Applause as he climbs down from his carriage, is led onto the platform that has been set up in the Esplanade. The Assassin tries to move forward through the multitude as the Expostion head introduces the President. People are hot, ladies have their parasols open against the noonday sun, all are pressing forward to see closer, hear better. More applause as he rises, begins to speak. The words are unclear at this distance. The Assassin passes the men he saw in the gondola, now with their tripod mounted on what look like apple boxes to see over the crowd, the fat one with his eye pressed tight to it, cranking all the while. A man in a suit silently moving his lips on a platform decked with bunting that will be without color. Pointless idolatry. Men glare as the Assassin pushes between them. He can make out words now, but still they make no sense. He comes to a wall of policemen, standing face to the crowd, hands folded behind their backs, immobile. Expressionless. More statues. The grounds are full of statues, heroic statues, allegorical groupings, Indians in wax and wood, massive bear and buffalo and moose and elk, statues representing Labor and Capital and Motherhood and Bounty. The Shield of Despotism, this grouping could be called, or The Blue Wall of Tyranny.
The Assassin pushes up to look between their shoulders. If he is lucky it might work from here. But no, one of the statues is staring at him.
“Take a step back, Bud,” says the policeman. “Yer crowdin me.”

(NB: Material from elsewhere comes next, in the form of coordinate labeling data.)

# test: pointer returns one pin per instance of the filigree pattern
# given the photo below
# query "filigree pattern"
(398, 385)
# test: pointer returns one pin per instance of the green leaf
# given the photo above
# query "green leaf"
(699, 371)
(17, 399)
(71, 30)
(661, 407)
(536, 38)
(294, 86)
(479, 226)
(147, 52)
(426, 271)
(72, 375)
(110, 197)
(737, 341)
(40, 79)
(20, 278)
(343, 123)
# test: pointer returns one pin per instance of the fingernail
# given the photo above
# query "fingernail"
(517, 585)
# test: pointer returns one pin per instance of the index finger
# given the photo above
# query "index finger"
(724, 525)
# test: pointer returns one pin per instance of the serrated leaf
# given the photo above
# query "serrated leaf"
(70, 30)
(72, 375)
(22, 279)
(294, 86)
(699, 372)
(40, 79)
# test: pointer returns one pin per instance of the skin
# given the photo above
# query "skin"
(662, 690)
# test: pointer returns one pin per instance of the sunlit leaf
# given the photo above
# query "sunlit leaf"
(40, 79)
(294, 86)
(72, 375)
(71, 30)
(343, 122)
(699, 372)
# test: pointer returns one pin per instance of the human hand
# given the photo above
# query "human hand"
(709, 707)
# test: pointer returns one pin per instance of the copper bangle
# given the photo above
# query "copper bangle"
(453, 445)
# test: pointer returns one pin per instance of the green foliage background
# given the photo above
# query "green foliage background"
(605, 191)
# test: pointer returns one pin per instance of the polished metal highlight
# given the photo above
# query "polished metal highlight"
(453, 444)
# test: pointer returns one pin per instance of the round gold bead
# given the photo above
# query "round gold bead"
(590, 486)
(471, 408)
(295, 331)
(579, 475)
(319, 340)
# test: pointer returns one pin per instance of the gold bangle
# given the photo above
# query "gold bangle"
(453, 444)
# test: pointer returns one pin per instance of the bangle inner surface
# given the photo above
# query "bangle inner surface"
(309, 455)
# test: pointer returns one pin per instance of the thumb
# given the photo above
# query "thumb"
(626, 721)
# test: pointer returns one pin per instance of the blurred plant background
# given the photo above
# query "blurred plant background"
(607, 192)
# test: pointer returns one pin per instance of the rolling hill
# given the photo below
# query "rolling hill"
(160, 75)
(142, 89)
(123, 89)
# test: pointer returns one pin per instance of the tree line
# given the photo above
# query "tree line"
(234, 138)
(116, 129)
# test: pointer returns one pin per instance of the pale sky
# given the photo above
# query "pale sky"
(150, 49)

Rapturous applause as the President finishes his address, as hands are shaken on the platform, as bemedaled John Philip Sousa himself leads his band in
The Stars and Stripes Forever
. The President starts down from the platform and the crowd behind pushes the Assassin toward him. He reaches into his pocket, closing his hand around the little pistol. Maybe, maybe—but the Blue Wall holds fast, pushing back as McKinley is escorted away in a phalanx of security agents for his tour of the Exposition.
“Easy, folks,” calls the burly copper. “He’ll be back tomorrow to shake hands.”

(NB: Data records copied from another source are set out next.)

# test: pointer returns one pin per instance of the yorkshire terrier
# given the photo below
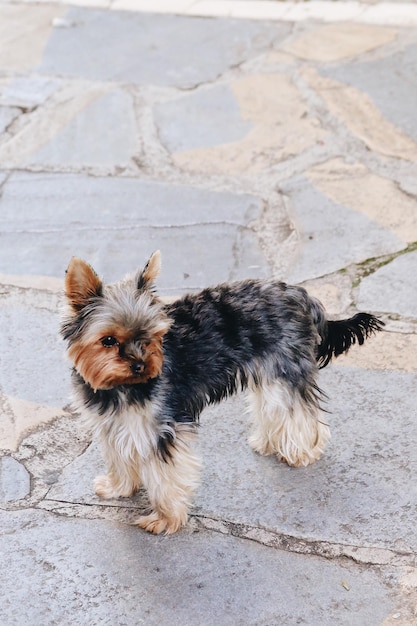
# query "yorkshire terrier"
(144, 371)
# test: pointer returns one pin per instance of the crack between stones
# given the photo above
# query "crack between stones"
(363, 555)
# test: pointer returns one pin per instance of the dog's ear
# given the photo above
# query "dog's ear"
(81, 283)
(150, 273)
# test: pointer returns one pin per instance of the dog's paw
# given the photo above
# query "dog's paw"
(156, 523)
(260, 445)
(106, 488)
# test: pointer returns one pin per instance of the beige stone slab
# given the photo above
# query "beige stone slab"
(380, 199)
(24, 32)
(19, 417)
(154, 6)
(332, 42)
(281, 128)
(43, 283)
(395, 13)
(360, 115)
(43, 124)
(384, 351)
(260, 10)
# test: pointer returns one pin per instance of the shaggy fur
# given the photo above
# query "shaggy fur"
(144, 371)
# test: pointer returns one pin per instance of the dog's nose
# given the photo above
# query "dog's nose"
(137, 367)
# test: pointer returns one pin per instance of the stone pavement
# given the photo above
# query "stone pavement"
(282, 147)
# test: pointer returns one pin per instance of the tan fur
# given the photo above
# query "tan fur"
(285, 425)
(170, 486)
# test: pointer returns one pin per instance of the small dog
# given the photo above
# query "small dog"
(143, 372)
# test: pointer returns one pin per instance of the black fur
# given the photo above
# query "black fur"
(343, 334)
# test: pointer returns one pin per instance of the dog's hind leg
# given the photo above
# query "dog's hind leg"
(287, 422)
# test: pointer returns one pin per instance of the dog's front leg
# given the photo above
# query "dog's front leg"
(122, 479)
(170, 484)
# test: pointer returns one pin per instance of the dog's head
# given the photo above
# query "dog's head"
(114, 332)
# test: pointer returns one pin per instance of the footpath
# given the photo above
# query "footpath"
(242, 139)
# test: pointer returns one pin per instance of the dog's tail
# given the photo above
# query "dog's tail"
(339, 336)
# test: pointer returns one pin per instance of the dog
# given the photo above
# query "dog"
(143, 371)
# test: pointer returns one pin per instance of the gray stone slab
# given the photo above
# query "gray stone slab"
(28, 92)
(331, 236)
(7, 115)
(202, 119)
(361, 493)
(14, 480)
(116, 223)
(33, 367)
(103, 134)
(98, 572)
(161, 49)
(392, 288)
(390, 81)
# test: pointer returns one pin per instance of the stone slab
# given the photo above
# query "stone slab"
(99, 572)
(33, 367)
(7, 115)
(392, 288)
(331, 236)
(28, 92)
(159, 48)
(389, 81)
(116, 224)
(24, 31)
(205, 118)
(90, 140)
(361, 493)
(14, 480)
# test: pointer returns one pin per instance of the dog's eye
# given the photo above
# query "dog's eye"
(109, 342)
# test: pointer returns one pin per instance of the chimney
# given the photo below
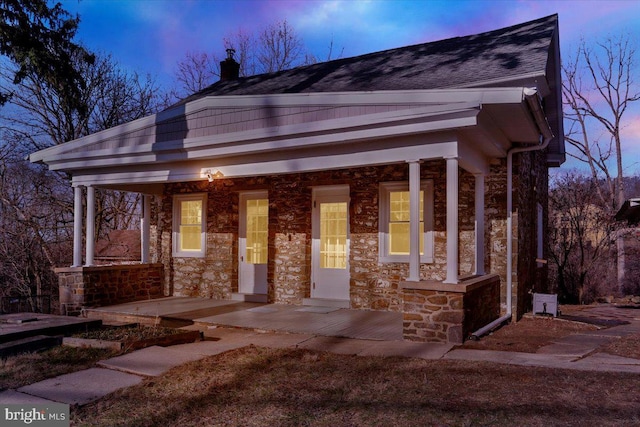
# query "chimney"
(229, 68)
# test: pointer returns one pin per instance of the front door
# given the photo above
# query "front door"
(253, 243)
(330, 243)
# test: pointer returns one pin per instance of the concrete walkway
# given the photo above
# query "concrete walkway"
(576, 352)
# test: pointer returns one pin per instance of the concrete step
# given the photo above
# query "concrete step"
(30, 344)
(249, 297)
(324, 302)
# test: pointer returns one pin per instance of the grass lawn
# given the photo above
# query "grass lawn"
(268, 387)
(25, 369)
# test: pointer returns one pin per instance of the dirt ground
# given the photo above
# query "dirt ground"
(534, 332)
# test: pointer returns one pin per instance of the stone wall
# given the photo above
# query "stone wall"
(373, 285)
(84, 287)
(445, 313)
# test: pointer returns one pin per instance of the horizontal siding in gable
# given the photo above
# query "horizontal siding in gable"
(222, 121)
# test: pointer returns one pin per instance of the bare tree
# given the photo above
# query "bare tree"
(36, 205)
(598, 89)
(277, 47)
(582, 240)
(196, 71)
(280, 48)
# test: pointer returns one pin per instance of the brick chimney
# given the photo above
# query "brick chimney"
(229, 68)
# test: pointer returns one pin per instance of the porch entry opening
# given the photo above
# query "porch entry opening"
(330, 243)
(253, 243)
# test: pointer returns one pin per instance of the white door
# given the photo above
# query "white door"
(253, 243)
(330, 243)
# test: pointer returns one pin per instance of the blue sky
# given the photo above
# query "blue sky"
(151, 36)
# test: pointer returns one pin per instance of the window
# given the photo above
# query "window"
(189, 225)
(394, 222)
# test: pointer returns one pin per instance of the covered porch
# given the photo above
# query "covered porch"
(443, 143)
(208, 313)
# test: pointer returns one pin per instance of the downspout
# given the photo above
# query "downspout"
(531, 96)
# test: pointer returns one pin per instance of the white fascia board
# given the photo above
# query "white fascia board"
(537, 77)
(246, 137)
(461, 119)
(60, 150)
(391, 97)
(432, 96)
(279, 166)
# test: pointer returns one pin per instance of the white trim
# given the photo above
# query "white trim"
(177, 199)
(446, 97)
(452, 221)
(385, 188)
(314, 161)
(260, 141)
(90, 237)
(145, 229)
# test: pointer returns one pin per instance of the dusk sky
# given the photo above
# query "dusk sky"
(151, 36)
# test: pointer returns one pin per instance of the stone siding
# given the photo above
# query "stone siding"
(86, 287)
(373, 285)
(437, 312)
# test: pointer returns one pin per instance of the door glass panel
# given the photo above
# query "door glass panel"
(333, 235)
(257, 231)
(399, 223)
(190, 225)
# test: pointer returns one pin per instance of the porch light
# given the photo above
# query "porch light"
(214, 175)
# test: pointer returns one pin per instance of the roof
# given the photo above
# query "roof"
(525, 55)
(460, 62)
(473, 98)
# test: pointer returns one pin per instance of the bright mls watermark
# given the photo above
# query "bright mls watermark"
(42, 415)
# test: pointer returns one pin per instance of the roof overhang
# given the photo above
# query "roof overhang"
(473, 124)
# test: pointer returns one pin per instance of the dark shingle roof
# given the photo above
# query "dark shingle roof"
(453, 63)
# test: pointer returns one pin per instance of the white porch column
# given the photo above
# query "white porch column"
(479, 224)
(452, 220)
(91, 225)
(414, 221)
(77, 226)
(145, 228)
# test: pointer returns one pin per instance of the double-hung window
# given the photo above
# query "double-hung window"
(394, 222)
(189, 225)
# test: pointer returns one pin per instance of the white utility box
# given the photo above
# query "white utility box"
(545, 304)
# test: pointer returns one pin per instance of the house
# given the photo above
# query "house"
(413, 180)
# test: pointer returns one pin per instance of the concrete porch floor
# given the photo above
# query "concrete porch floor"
(313, 320)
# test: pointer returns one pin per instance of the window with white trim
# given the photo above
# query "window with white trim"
(394, 222)
(189, 225)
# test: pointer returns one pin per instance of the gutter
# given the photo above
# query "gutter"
(533, 100)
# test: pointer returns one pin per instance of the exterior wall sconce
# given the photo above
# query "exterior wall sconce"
(213, 175)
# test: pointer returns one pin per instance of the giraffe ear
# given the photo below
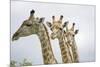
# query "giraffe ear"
(61, 17)
(32, 11)
(65, 23)
(76, 31)
(41, 20)
(49, 24)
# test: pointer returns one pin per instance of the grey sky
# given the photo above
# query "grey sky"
(29, 47)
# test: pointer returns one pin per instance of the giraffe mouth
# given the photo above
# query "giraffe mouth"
(15, 37)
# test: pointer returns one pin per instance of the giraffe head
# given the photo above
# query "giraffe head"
(70, 33)
(56, 27)
(28, 27)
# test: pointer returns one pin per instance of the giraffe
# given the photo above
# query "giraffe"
(35, 25)
(57, 32)
(70, 37)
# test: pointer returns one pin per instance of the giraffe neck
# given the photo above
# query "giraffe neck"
(64, 51)
(47, 52)
(74, 50)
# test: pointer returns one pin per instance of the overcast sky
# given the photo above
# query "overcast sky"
(29, 47)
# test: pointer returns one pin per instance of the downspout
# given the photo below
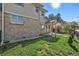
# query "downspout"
(2, 41)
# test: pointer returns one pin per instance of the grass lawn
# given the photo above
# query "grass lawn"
(44, 46)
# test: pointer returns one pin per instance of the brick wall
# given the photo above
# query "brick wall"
(30, 28)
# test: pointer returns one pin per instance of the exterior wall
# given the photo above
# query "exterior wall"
(30, 29)
(0, 20)
(28, 10)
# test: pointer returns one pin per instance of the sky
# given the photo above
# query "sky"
(69, 11)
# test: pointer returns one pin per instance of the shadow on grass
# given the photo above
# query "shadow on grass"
(70, 41)
(26, 43)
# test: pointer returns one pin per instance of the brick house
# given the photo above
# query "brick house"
(22, 21)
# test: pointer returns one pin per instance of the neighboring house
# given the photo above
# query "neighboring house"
(22, 21)
(0, 21)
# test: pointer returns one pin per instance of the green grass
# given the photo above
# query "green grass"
(43, 46)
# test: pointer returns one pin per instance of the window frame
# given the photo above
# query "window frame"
(16, 20)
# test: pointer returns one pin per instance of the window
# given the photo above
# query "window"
(20, 4)
(16, 19)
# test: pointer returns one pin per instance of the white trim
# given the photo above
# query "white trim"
(2, 41)
(20, 15)
(17, 19)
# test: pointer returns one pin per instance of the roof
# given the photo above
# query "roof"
(40, 6)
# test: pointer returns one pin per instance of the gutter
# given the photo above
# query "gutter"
(2, 41)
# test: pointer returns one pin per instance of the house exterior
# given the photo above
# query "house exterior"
(54, 26)
(0, 21)
(22, 21)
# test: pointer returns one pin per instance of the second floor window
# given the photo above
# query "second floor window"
(16, 19)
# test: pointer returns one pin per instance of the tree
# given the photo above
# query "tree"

The Assassin drifts away then, throwing looks back over his shoulder at the official party, counting bodyguards. A man seems to be watching him, following. A blue-eyed man with a moustache and a bowler tilted on his head, a gold-headed walking stick resting casually on his shoulder. The Assassin hurries through the dispersing crowd, pulling his watch out to look at it as if he is late for an appointment, bathed in sweat now, the rubbing bodies of the multitude, the noon sun, the fate of the future in his pocket. He struggles back down the Mall, past the little Acetylene Exhibit, a man shouting the praises of the Wonder Gas even as hundreds turn into the massive Electricity Building across the way, flicking a look back to see that the watcher is still there, closer now, feigning inattention but definitely following. How can they know? How can they know? And the Assassin cuts sharply left and trots into the welcoming coolness of the Infant Incubators.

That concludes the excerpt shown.